I am trying to parallel this code with foreach and %dopar% functions, but I am not achieving any running time reduction. I am conscious that some parallel computations are not efficient because of memory management, but I don’t know if this is my case or if I am doing something wrong.
This is a reproducible example with digits data from rsvd package:
First, I call all the necessary packages, I read the digits data and then I get some useful information.
#######################
### NEEDED PACKAGES ###
#######################
library(dplyr)
library(parallelDist)
# for Parallel Processing
library(doParallel)
library(foreach)
# for digits data
library(rsvd)
#############
### DATA ###
#############
data(digits)
data = as.data.frame(digits)
# Dividing on X variables and Y target
dataX = data %>%
dplyr::select(-label)
dataY = data %>%
mutate(label=factor(label)) %>%
pull(label)
## number of data
n=dim(dataX)[1]
Then, I do some necessary computations prior to the KDN loop I want to efficiently parallel.

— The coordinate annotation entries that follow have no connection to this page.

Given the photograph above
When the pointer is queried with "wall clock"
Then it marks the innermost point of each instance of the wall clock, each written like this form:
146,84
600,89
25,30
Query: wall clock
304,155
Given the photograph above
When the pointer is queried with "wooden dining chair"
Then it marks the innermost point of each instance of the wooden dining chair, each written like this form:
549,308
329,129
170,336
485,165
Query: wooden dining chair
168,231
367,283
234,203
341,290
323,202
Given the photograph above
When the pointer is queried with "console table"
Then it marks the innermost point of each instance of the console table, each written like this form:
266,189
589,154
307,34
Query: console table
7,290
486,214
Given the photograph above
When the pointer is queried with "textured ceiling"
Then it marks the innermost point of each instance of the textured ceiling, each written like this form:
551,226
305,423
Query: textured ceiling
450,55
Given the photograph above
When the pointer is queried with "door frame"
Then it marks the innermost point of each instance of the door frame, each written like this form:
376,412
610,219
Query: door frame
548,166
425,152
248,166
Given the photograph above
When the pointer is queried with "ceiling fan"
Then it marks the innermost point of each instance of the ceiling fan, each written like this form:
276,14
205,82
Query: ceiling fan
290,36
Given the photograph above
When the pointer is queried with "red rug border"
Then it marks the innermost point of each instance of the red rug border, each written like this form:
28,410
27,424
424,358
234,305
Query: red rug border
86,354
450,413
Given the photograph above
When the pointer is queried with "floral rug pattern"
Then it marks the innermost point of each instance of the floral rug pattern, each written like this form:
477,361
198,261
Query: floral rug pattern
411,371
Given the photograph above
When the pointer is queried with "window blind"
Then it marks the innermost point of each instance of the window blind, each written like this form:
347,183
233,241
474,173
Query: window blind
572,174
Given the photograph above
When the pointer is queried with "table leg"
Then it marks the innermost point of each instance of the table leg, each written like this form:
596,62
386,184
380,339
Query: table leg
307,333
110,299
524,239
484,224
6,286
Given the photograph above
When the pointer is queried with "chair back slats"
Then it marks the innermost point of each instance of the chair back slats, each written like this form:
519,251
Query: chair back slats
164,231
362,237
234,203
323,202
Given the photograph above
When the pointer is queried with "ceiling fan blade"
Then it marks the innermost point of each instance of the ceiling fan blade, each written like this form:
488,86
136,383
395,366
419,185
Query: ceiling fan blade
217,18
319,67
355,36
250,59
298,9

##############################
### PREVIOUS COMPUTATIONS ###
##############################
## number of available data in each class
n_data_classes=table(factor(dataY))
## number of data to be considered as neighbours in each class
k=0.05
k_neighbours_classes=ceiling(n_data_classes*k)
## DISTANCE MATRIX COMPUTATION
# this is time consuming but I'm not concerned about this
distance_matrix=as.matrix(parDist(scale(dataX)))
The KDN computation without no parallelization is the next one and it takes 12 secs.
#########################################
### COMPUTING KDN: NO PARALLELIZATION ###
#########################################
## KDN instance level computation
# inicialization of a vector to store KDN instance level values
kdn_instance=numeric(n)
system.time(
for (ix in 1:n){
## Gettig the class of ix data point
class_ix=dataY[ix]
## number of data to be considered as neighbours in this class
k_value=k_neighbours_classes[class_ix]
# we get the k_value nearest neighbors set of ix
distances_ix=distance_matrix[ix,]
distances_ix_ordered=order(distances_ix,decreasing = F)
knn_set_ix=distances_ix_ordered[2:(k_value+1)]
# Y value of the k_neighbors_set_ix
Y_value_knn_set_ix=dataY[knn_set_ix]
# Y value of ix data
Y_value_ix=dataY[ix]
# number of data in knn_set_ix with different Y value that ix
knn_set_ix_different_Y_value=length(Y_value_knn_set_ix[Y_value_knn_set_ix!=Y_value_ix])
kdn_instance[ix]=knn_set_ix_different_Y_value/k_value
}
)
# user system elapsed
# 12.29 0.37 12.67 secs
My attempt to parallel that loop is the following one, using foreach and %dopar%, which takes 35 secs.
######################################
### COMPUTING KDN: PARALLELIZATION ###
######################################
## Preparing for paralleling
# number of cores to use
n.cores <- parallel::detectCores() - 1
# we define the cluster and register it so it can be used by %dopar%
my.cluster <- parallel::makeCluster(n.cores,type = "PSOCK")
# register it to be used by %dopar%
doParallel::registerDoParallel(cl = my.cluster)
## KDN instance level computation
kdn_instance= NULL
#iterator
itx <- iter(distance_matrix, by = 'row')
system.time(
kdn_instance <- foreach(
ix = itx,
.combine = 'c'
) %dopar% {
## Gettig the class of ix data point
class_ix=dataY[ix]
## number of data to be considered as neighbours in this class
k_value=k_neighbours_classes[class_ix]
# we get the k_value nearest neighbors set of ix
distances_ix=distance_matrix[ix,]
distances_ix_ordered=order(distances_ix,decreasing = F)
knn_set_ix=distances_ix_ordered[2:(k_value+1)]
# Y value of the k_neighbors_set_ix
Y_value_knn_set_ix=dataY[knn_set_ix]
# Y value of ix data
Y_value_ix=dataY[ix]
# number of data in knn_set_ix with different Y value that ix
knn_set_ix_different_Y_value=length(Y_value_knn_set_ix[Y_value_knn_set_ix!=Y_value_ix])
knn_set_ix_different_Y_value/k_value}
)
parallel::stopCluster(cl = my.cluster)
# user system elapsed
# 12.38 4.64 35.14 secs
As can be seen, the parallel computation is taking more time than the not parallelized one.
My question is: is there something wrong with the parallel processing code? Is there a better way to do it? Maybe it should be done with another package.